Il rapporto con Napoli

Quello tra Luciano Spalletti e la città di Napoli è un rapporto che va oltre l'affetto. Come raccontato da lui stesso, «A Napoli ho lasciato il cuore. Non è immaginabile l’affetto, anzi l’amore che mi sono scambiato con quella città. Mi ha regalato, per la prima volta nella mia storia di allenatore, l’emozione unica di sentirmi parte di una comunità. A Napoli sono stato felice perché ho toccato con mano la felicità dei napoletani e dei miei calciatori. Ho ricevuto sensazioni indescrivibili. Una delle cose più belle che potessero capitarmi nella vita. È stata la mia università di vita, penso sia difficile avere più di quello che ho avuto io e nessuna impresa può meritare quello che i napoletani hanno dato a me. Sono orgoglioso, fiero, di diventare giovedì un loro cittadino onorario. Erano più di trent’anni che il Napoli ed io pensavamo di andare nello stesso luogo, di fare lo stesso viaggio. Incontrarci, esiste un’arte dell’incontro, ci ha fatto arrivare, ambedue, il più lontano possibile.
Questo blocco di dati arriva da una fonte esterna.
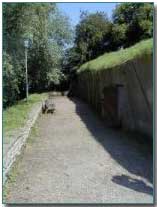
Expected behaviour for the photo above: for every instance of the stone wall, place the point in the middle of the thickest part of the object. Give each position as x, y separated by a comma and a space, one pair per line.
123, 95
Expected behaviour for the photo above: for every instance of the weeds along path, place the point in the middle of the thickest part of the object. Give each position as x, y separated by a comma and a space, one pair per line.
72, 158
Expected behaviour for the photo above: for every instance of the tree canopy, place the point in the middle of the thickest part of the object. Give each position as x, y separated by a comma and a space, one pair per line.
48, 31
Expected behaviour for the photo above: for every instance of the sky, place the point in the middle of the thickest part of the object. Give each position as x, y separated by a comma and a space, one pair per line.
73, 9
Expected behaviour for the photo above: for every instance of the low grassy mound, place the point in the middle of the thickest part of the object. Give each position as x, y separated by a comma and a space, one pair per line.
15, 116
112, 59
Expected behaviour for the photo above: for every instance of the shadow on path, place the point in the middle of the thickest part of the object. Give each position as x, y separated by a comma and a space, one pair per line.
132, 152
135, 184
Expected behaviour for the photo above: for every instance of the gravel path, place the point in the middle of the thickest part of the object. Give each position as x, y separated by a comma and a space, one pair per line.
75, 159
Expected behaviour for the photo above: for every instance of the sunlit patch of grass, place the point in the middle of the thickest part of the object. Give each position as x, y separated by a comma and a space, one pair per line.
112, 59
11, 177
15, 116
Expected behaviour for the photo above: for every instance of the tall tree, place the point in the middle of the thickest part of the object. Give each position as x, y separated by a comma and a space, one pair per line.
92, 35
132, 23
49, 32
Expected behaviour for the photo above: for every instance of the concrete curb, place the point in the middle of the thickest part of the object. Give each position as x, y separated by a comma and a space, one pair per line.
15, 147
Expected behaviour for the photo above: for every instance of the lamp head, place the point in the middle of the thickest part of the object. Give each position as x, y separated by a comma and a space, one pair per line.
26, 43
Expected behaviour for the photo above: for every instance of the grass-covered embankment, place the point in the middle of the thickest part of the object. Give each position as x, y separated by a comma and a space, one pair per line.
112, 59
14, 117
119, 86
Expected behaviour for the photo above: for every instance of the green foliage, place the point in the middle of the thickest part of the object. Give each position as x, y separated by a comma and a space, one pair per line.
112, 59
135, 21
15, 116
49, 32
10, 81
96, 34
92, 35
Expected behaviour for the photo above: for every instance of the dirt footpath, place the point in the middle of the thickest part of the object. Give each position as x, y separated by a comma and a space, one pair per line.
74, 159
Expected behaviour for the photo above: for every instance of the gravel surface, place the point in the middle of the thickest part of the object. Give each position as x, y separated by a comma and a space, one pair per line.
75, 159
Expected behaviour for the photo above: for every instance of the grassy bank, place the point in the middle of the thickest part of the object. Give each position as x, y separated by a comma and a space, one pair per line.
112, 59
15, 116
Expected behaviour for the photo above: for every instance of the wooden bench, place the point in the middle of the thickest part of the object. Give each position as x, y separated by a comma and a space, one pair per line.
48, 106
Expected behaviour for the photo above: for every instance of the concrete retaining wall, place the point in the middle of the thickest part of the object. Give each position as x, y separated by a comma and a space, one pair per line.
122, 95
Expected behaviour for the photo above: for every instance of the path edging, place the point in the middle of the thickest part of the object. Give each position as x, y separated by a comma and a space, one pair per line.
15, 148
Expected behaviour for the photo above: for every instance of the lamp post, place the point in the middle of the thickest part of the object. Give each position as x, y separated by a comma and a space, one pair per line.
26, 44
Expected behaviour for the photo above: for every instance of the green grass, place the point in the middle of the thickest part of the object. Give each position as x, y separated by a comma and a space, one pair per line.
112, 59
15, 116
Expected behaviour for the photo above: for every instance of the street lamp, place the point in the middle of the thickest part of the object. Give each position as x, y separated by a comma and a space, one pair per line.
26, 44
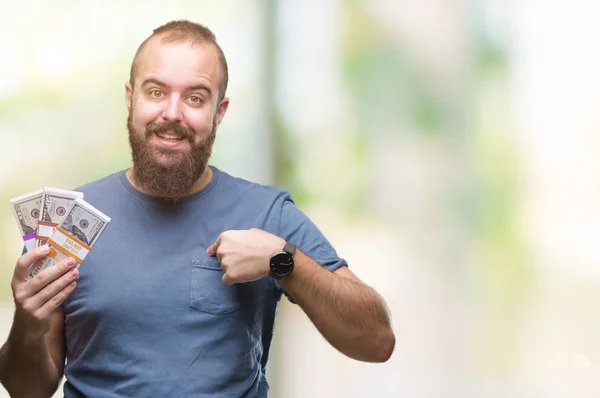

Noi veniamo al mondo con una sola ala, non possiamo volare in alto se non cerchiamo chi ci completa. Napoli è stata la mia seconda ala. Per questo la ringrazierò sempre».

La nazionale

Luciano Spalletti ha poi parlato della sua nuova avventura con la nazionale, che vorrebbe che tornasse la nazionale di tutti, amata da ogni italiano. Una maglia importante per lui, considerata la cosa più alta che ci possa essere nello sport. Per questo motivo la proposta di Gravina lo ha reso felice e orgoglioso, ma gli ha fatto sentire anche il peso della responsabilità. Parlando del suo percorso con la nazionale, il commissario tecnico ha poi spiegato la linea che ha deciso di seguire: «Le mie scelte saranno tecniche e anche morali. Vorrò intorno a me ragazzi che ci credono, che vivano con me il morso della responsabilità, ragazzi che conoscano a memoria la storia di questa nazionale dimostrandomi di voler entrare in quella storia, di volerci provare fino in fondo. Sarò sempre assillato dal bene della nostra Nazionale e, chi vorrà dimostrarmi di voler mettere il proprio talento al servizio della Nazionale, saprà che io sarò ai suoi piedi. Noi dobbiamo restituire all’Italia il bene che ci vuole. Far gioire un paese intero, che si unisce e dimentica le appartenenze che separano. La maglia azzurra va desiderata prima e onorata poi come un oggetto sacro». 

I cambiamenti del calcio

Con gli anni, Luciano Spalletti ha visto cambiare i calciatori e il calcio stesso. Ma non solo: «C’è da dire che sono cambiati anche gli allenatori, i dirigenti, i presidenti e le tipologie di proprietà. Purtroppo quello che non sta cambiando in Italia è la mentalità, specialmente per quel che riguarda la cultura della sconfitta. Continuiamo a ragionare e far polemiche come se tutti possano/debbano sempre vincere. Quella del massacro a chi perde è una usanza che si è addirittura allargata ai campionati giovanili andando ad incidere negativamente sul percorso di molti talenti». Tornando ai calciatori, il ct ha sottolineato come sia diminuta la loro fame. Il motivo? «La loro formazione avviene su campi perfetti, con l’erba sintetica e le docce calde. I panni, dopo l’allenamento, vanno lavati, devono essere ben sporchi. I ragazzi oggi mettono il loro musino in ogni banalità. Si aspettano che tutto sia dovuto, sembrano avere poca voglia di sacrifici. Non ho timore a dire che in ogni campo e in ogni momento della formazione — un genitore, un insegnante, un allenatore — c’è bisogno di qualcuno che li aiuti a distinguere tra mondo reale e mondo virtuale, che gli faccia respirare la carnalità, la corporeità delle paure, degli incontri, delle possibilità».

L'addio di Totti

Infine, il commento sui fischi il giorno dell'addio al calcio di Francesco Totti, quando lui era sulla panchina della Roma: «Quei fischi mi dispiacquero molto. Io sempre cercato di fare il bene della Roma, con la quale abbiamo fatto un bel gioco e ottenuto bei risultati. E ho cercato anche di fare il bene di Totti, che è stato uno dei più grandi giocatori del nostro calcio. Per me, riabbracciarlo è stato come una liberazione».